Hashem is our twin, midrashim tell us. We suffer together, and rejoice together. (Remember the kruvim? On top of the aron, facing each other, embracing when things were good between Hashem and bnei Yisrael?)
When we are not free, Hashem is – in some way – not free in the world. And now that we are free, it’s our responsibility to take that message, the message he promised Moshe we would hear at Har Sinai, and bring it with us out into the world.
This partnership with Hashem isn’t just an interesting thing about us, as Jews. It’s all there is to know. I believe that is what those righteous women heard, throughout the generations. May we merit to walk in their footsteps, sharing His light in the world.
Six years ago today, as the 19th of Teves was beginning, at night, I was in Yerushalayim and I found out my father died. I had had a beautiful birthday, a wonderful day out in Israel with the big kids. I managed to get them lost, but we found our way back. I loved being here. “There’s nowhere else like it in the world,” my father wrote on a postcard.
My father’s connection to Judaism was strange. He was raised as a cultural Jew. “Jewish” was something you were, period. Jews were special because… well, because. It’s that weird kind of racist. Pride in a Judaism without any specific beliefs or practices.
Just like the Jews in Mitzrayim, he’d lost his Jewish name – Pinchas, but everyone called him Paul – and knew so little Hebrew that he transliterated brachos into Yiddish to make them easier to read. His clothing, well, it wasn’t specifically goyish, though it was often second-hand, shabby and embarrassing to me as a teenager.
Yet I believe Judaism cried out to him his whole life. He drove us to Hebrew school every Sunday, he bought kosher dishes so his grandkids could eat in his house, he learned to say kaddish for his parents and never, ever missed Yizkor.
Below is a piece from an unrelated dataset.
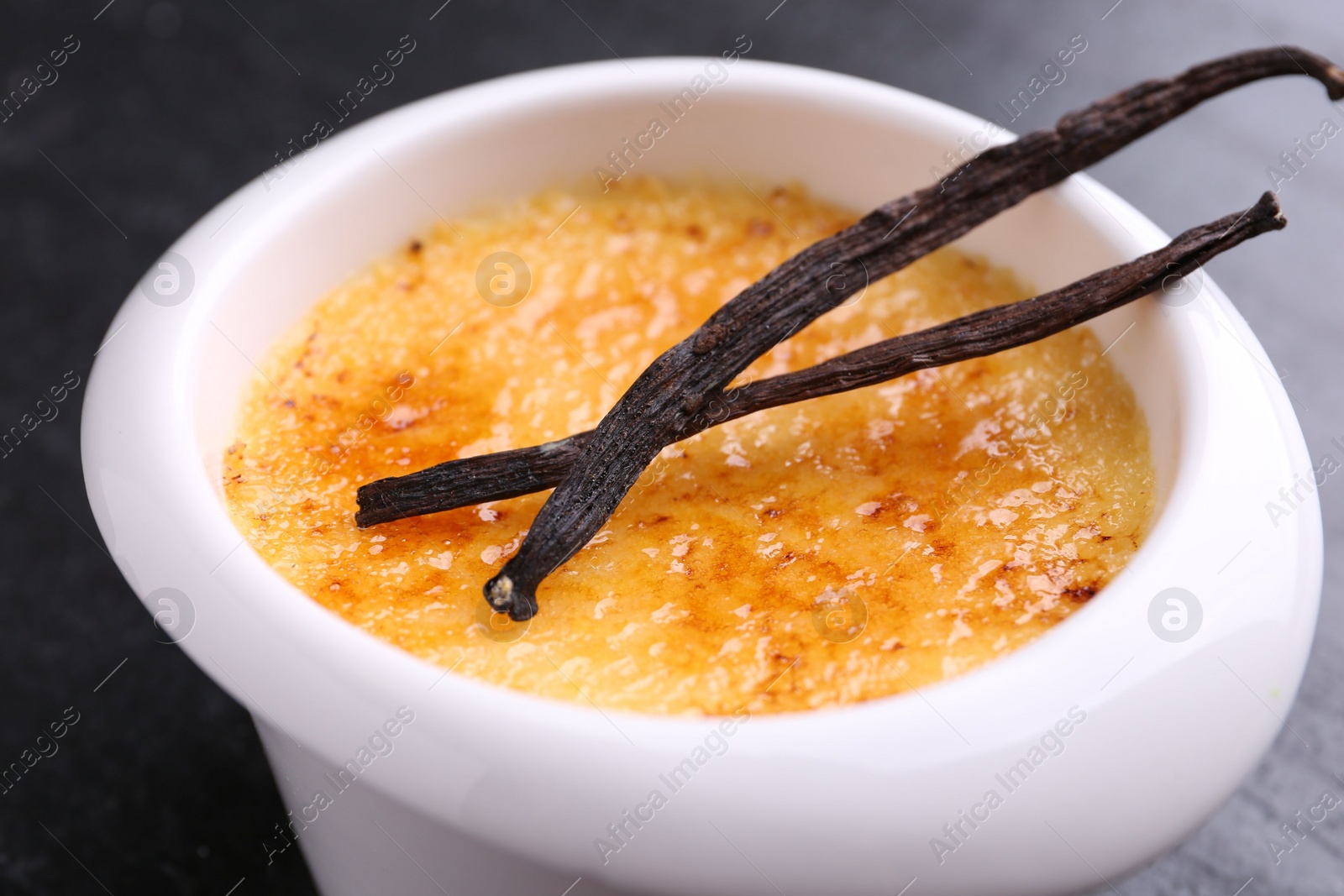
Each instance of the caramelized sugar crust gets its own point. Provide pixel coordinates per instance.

And then, sat down in his 60s to actually learn the language – the Jewish language, at last, before coming to Israel for the first time.
When he and his brother Albert were almost as old as they’d ever get to be, dying fast in their mid-60s, my father insisted on bringing Albert to shul for an aliyah. Together, they were called up – by their Jewish names: Yechiel Pinchas and Anshel. Wrapped in tallis and tefillin, my father – in his Jewish clothing.
After my father died, I’d look out the window every time I heard a bicycle bell. Maybe for a year, maybe longer. Now, I’m far from that window, far from that house, far from that bicycle, and growing farther, in distance and time.
Yet even though I’m gone, he is there, forever. I hear the bell, I look outside, and there he is, turning the corner. I run to the porch and he waves as he rides past. If he comes in, which he sometimes does, if there’s time, we sit on the porch while the kids play inside or sleep. Sitting and talking, or just watching the world quietly.
He’s still there – but now I’m here. How did we get to Israel? My father sent us. I don’t know if he fully meant to. He had some strange ideas before he died. But I am grateful that one of his strange ideas was to send us to Israel – all expenses paid, all six of us, the vacation of a lifetime.
And I can’t help thinking of Yaakov. Even when he was blind, shut off from Hashem’s voice, a small voice still got through – the voice of Serach bas Asher.
I know my father loved Israel. I know he was happy here twice – once by himself, and once with my mother. Perhaps those happy memories were a “small voice” for him in the overwhelming and confusing face of illness and death, telling him that the Jewish people were alive and well and rebuilding the Promised Land at last.
Moments of clarity are rare and fleeting at the best of times. But those small voices are there for all of us, every single day, every single hour.
May we hear the song, may we listen, may we merit the ultimate redemption very, very soon.